Related careers in Education
Frequently asked questions
Can a postsecondary teachers, all other afford a 2BR apartment alone in St. Louis?
Yes — at the median salary of $66K, rent takes 27.7% of take-home pay. A 2-bedroom at the HUD Fair Market Rent runs $1,218/month. That stays under the 30% guideline most financial planners use.
What’s the entry-level salary for postsecondary teachers, all others in St. Louis?
The 10th-percentile wage — what new postsecondary teachers, all others typically earn — is $50K/year. Take-home on that works out to about $3,024/month. At HUD’s $1,218/month FMR, rent would take 40% of that take-home — above the 30% guideline, so a 1-bedroom or shared housing is likely necessary starting out.
Is postsecondary teachers, all other a high-paying job in St. Louis?
Local pay runs 14% below the national median — $66K here vs. $78K nationally.

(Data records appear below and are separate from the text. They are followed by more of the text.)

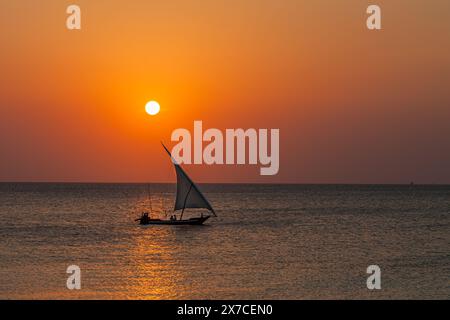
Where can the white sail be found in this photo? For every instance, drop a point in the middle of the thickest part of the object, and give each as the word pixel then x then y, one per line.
pixel 188 193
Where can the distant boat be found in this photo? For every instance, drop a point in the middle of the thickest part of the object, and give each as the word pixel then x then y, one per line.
pixel 188 196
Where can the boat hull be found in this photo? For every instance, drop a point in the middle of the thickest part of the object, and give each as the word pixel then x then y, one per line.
pixel 191 222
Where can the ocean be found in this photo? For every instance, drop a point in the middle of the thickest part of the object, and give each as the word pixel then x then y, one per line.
pixel 268 242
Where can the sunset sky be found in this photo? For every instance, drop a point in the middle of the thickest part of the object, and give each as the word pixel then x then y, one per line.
pixel 352 105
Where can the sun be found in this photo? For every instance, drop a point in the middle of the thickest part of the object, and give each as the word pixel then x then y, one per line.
pixel 152 108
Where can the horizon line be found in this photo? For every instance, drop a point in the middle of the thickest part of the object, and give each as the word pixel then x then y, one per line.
pixel 234 183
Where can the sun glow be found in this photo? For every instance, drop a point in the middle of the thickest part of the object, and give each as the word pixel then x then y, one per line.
pixel 152 108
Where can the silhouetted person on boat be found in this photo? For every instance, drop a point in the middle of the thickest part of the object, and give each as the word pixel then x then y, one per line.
pixel 145 219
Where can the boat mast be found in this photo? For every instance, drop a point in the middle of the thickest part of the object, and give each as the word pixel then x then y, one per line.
pixel 149 197
pixel 185 199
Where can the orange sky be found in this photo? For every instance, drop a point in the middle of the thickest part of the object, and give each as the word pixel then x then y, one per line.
pixel 352 105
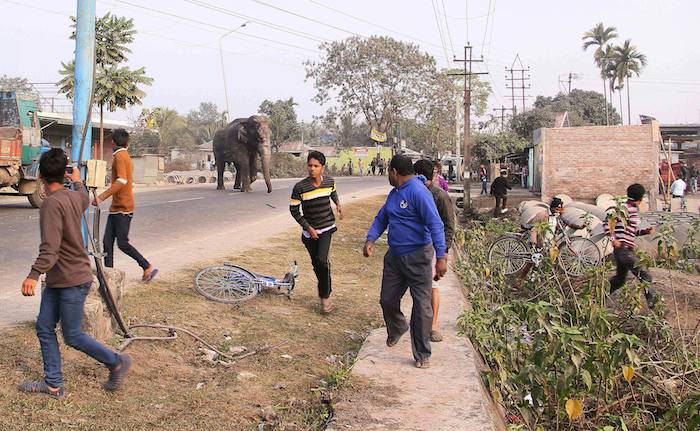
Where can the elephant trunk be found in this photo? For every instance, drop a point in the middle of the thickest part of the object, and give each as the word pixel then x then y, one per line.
pixel 266 167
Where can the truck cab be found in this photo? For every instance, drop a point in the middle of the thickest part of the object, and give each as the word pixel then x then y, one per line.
pixel 20 148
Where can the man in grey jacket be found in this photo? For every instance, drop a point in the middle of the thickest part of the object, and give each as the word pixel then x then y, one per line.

How does St. Louis compare to the national average for postsecondary teachers, all others?
St. Louis pays $66K median vs. the U.S. average of $78K — that’s -14%. After adjusting for local cost of living (RPP 95.09), the purchasing-power equivalent is $70K — below the national median.
How much do postsecondary teachers, all others make in St. Louis, MO-IL?

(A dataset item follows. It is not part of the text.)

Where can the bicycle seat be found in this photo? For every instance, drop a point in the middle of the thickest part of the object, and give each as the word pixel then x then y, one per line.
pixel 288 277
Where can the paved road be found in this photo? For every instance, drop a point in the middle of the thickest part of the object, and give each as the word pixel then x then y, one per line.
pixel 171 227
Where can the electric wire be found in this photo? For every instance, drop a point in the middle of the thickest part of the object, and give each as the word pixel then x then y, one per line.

The median is $66,410 a year. But the range is wide: entry-level workers start around $50,400, and experienced postsecondary teachers, all others can clear $163,560. These are BLS numbers, based on employer-reported data, not self-reported surveys.
Is $66K enough to live in St. Louis?
On that salary, you'd take home roughly $4,394/month after taxes. A 2-bedroom here rents for about $1,218/month, which eats 27.7% of your paycheck. That's under the 30% guideline most financial planners use, so the numbers work.
How far does a postsecondary teachers, all other salary go in St. Louis?
St. Louis has a Regional Price Parity of 95.09 (100 is the national average). That's below average, your money stretches further here than the raw salary number suggests. After cost-of-living adjustment, the median postsecondary teachers, all other salary is worth about $69,839 in national-average purchasing power.
Where do postsecondary teachers, all others get paid the most?
The table above ranks every state by median pay for this role. Keep in mind that the highest-paying states tend to have the highest costs of living, so the top salary doesn't always mean the most money in your pocket.